Data Glossary 🧠

Search

Search IconIcon to open search

What is semi-structured data?

Last updated Oct 26, 2022 - Edit Source

Semi-structured data is data that lacks a rigid structure and that does not conform directly to a data model, but that has tags, metadata, or elements that describe the data. Examples of semi-structured data are JSON or XML files. Semi-structured data often contains enough information that it can be relatively easily converted into structured data. 

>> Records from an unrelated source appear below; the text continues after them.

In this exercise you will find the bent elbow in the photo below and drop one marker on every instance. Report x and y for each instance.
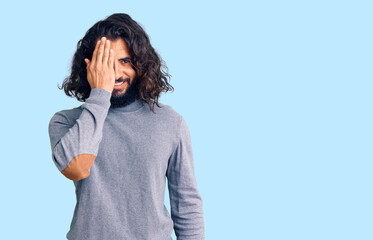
(78, 167)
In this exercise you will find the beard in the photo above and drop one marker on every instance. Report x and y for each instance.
(130, 95)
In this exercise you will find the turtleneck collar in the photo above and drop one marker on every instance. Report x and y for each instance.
(130, 107)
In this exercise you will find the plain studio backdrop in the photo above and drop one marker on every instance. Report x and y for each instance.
(277, 96)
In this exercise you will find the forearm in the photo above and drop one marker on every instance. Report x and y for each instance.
(75, 148)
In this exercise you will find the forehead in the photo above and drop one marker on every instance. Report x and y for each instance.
(120, 47)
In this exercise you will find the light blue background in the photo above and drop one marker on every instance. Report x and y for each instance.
(277, 96)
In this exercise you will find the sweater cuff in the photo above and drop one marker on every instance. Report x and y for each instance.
(99, 96)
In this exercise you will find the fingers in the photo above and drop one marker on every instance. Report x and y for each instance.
(95, 52)
(111, 59)
(100, 51)
(106, 53)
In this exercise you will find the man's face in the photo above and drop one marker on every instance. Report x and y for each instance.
(122, 67)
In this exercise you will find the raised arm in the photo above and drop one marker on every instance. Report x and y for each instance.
(75, 145)
(185, 200)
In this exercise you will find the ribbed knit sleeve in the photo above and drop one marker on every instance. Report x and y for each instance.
(185, 200)
(75, 145)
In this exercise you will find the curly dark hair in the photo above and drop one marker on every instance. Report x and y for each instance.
(151, 78)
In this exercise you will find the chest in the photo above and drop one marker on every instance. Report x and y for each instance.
(133, 146)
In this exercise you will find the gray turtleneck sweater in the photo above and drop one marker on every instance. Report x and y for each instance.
(118, 160)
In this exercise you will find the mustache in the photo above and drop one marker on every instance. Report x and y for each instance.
(123, 80)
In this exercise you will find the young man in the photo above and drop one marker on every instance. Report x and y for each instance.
(119, 146)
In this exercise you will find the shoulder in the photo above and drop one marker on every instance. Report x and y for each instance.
(166, 115)
(67, 116)
(166, 111)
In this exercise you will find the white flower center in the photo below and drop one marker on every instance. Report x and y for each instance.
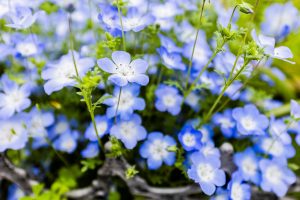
(158, 149)
(273, 174)
(249, 166)
(125, 70)
(169, 100)
(249, 123)
(205, 172)
(189, 139)
(9, 133)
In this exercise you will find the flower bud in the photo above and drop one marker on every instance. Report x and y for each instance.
(246, 8)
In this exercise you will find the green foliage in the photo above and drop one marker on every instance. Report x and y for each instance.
(131, 172)
(66, 180)
(116, 149)
(90, 164)
(49, 7)
(175, 84)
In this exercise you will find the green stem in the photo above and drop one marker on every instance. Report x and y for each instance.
(118, 104)
(71, 45)
(210, 112)
(87, 95)
(254, 73)
(190, 89)
(57, 153)
(194, 46)
(121, 22)
(231, 17)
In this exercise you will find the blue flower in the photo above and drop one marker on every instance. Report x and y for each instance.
(38, 123)
(124, 70)
(61, 74)
(91, 151)
(247, 163)
(226, 122)
(295, 109)
(129, 101)
(280, 20)
(273, 146)
(15, 193)
(276, 176)
(250, 121)
(66, 142)
(268, 44)
(206, 171)
(193, 101)
(190, 138)
(209, 150)
(171, 60)
(13, 133)
(155, 150)
(23, 18)
(129, 131)
(221, 194)
(202, 51)
(168, 99)
(109, 20)
(103, 125)
(237, 189)
(14, 98)
(135, 20)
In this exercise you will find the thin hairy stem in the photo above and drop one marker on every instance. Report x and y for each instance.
(56, 152)
(121, 22)
(194, 46)
(71, 44)
(118, 104)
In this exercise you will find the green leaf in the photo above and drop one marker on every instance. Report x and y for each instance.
(175, 84)
(101, 100)
(131, 172)
(90, 164)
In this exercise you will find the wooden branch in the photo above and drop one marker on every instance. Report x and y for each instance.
(15, 175)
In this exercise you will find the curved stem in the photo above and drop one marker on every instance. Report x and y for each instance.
(194, 46)
(231, 17)
(119, 97)
(71, 44)
(190, 89)
(121, 22)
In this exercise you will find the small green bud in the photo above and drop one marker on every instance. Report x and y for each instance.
(131, 172)
(246, 8)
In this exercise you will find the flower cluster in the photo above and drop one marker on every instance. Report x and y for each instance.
(184, 91)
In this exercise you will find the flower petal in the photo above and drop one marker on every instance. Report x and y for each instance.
(107, 65)
(118, 80)
(121, 57)
(139, 66)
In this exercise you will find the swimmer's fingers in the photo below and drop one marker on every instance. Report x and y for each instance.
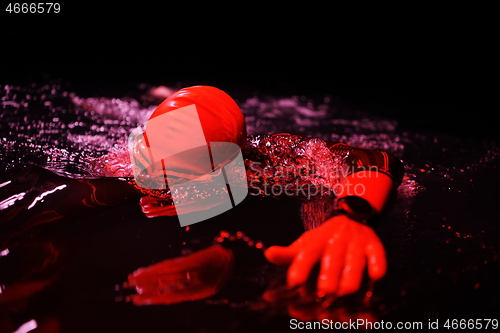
(280, 255)
(375, 253)
(331, 264)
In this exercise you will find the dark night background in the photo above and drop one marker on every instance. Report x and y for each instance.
(427, 66)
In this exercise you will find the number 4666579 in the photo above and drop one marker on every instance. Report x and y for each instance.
(34, 7)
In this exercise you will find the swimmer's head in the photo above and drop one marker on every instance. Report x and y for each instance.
(220, 116)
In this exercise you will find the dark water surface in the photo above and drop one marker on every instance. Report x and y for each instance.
(441, 235)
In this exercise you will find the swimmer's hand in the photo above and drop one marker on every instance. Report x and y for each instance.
(342, 246)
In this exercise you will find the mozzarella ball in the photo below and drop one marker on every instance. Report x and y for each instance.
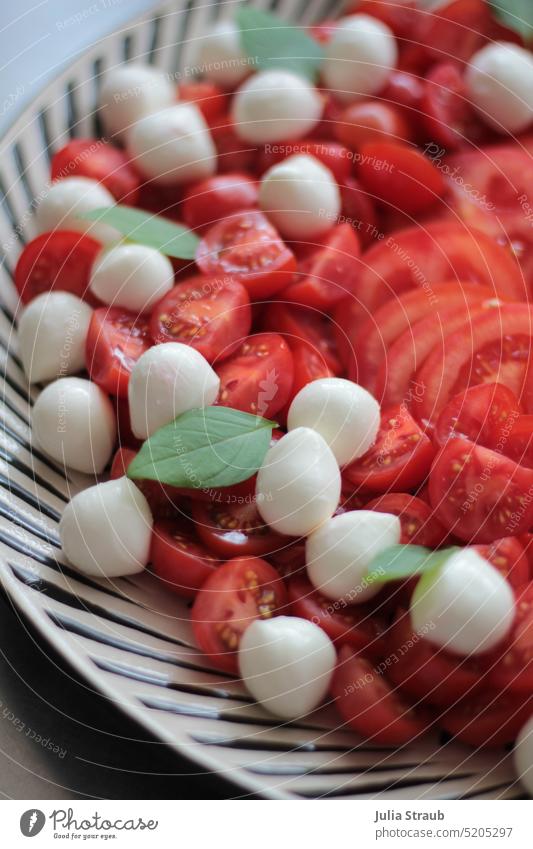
(359, 57)
(276, 106)
(166, 381)
(220, 57)
(52, 333)
(499, 81)
(339, 553)
(300, 196)
(131, 276)
(74, 422)
(106, 530)
(131, 91)
(523, 756)
(299, 484)
(466, 606)
(67, 199)
(286, 664)
(173, 146)
(345, 414)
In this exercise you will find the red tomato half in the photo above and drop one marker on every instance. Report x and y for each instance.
(61, 260)
(237, 593)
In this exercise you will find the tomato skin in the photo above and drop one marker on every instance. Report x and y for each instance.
(475, 511)
(61, 260)
(100, 161)
(247, 247)
(237, 593)
(399, 460)
(215, 198)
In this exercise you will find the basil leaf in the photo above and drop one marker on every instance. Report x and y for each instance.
(204, 448)
(273, 43)
(403, 561)
(149, 229)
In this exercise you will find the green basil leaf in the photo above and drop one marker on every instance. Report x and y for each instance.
(146, 228)
(204, 448)
(403, 561)
(273, 43)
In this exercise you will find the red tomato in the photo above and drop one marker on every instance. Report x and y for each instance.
(237, 593)
(179, 560)
(215, 198)
(326, 276)
(419, 525)
(211, 314)
(400, 458)
(61, 260)
(400, 176)
(99, 161)
(115, 341)
(258, 377)
(350, 625)
(248, 247)
(478, 495)
(369, 705)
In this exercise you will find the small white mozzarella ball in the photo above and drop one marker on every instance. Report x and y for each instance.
(300, 196)
(338, 554)
(286, 664)
(173, 146)
(344, 413)
(52, 333)
(523, 756)
(276, 106)
(166, 381)
(219, 56)
(74, 422)
(466, 606)
(67, 199)
(106, 530)
(299, 484)
(131, 276)
(359, 57)
(131, 91)
(499, 82)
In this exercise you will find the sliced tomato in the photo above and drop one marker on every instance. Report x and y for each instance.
(368, 703)
(246, 246)
(479, 495)
(212, 314)
(399, 460)
(237, 593)
(61, 260)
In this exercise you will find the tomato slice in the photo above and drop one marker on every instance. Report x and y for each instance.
(258, 377)
(61, 260)
(399, 460)
(246, 246)
(211, 314)
(369, 705)
(237, 593)
(479, 495)
(115, 341)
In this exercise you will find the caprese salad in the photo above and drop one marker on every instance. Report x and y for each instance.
(283, 312)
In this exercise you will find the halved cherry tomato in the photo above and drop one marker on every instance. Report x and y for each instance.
(237, 593)
(257, 378)
(210, 313)
(246, 246)
(478, 495)
(115, 341)
(61, 260)
(368, 703)
(99, 161)
(400, 458)
(215, 198)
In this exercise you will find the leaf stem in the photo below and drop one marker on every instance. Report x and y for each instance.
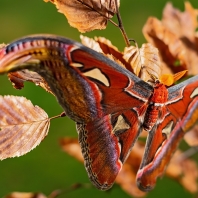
(121, 26)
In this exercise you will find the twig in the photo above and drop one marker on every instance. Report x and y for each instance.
(63, 114)
(190, 152)
(121, 27)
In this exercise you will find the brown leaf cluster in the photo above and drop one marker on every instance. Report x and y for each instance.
(144, 62)
(176, 38)
(87, 15)
(22, 125)
(185, 171)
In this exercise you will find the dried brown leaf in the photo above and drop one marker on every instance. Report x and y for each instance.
(91, 43)
(86, 15)
(19, 77)
(182, 24)
(25, 195)
(23, 126)
(184, 171)
(145, 61)
(171, 49)
(175, 37)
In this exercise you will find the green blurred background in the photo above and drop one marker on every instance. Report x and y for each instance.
(47, 167)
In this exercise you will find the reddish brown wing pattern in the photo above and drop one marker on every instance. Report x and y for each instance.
(110, 105)
(94, 91)
(164, 138)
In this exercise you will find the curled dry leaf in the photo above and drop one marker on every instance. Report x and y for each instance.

JSON data embedded inside of a string, is an example of semi-structured data. The string contains all the information required to understand the structure of the data, but is still for the moment just a string – it hasn’t been structured yet. The Raw JSON stored by Airbyte during ELT is an example of semi-structured data. This looks as follows:

_airbyte_data
Record 1"{‘id’: 1, ’name’: ‘Mary X’}"
Record 2"{‘id’: 2, ’name’: ‘John D’}"

# Semi-structured vs structured data

In contrast to semi-structured data, structured data refers to data that has been formatted into a well-defined schema. An example would be data that is stored with precisely defined columns in a relational database or excel spreadsheet. Examples of structured fields could be age, name, phone number, credit card numbers or address.

# Structuring of semi-structured data

It is often relatively straightforward to convert semi-structured data into structured data. Converting semi-structured data into structured data is often done during the data transformation stage in an ETL or ELT process. 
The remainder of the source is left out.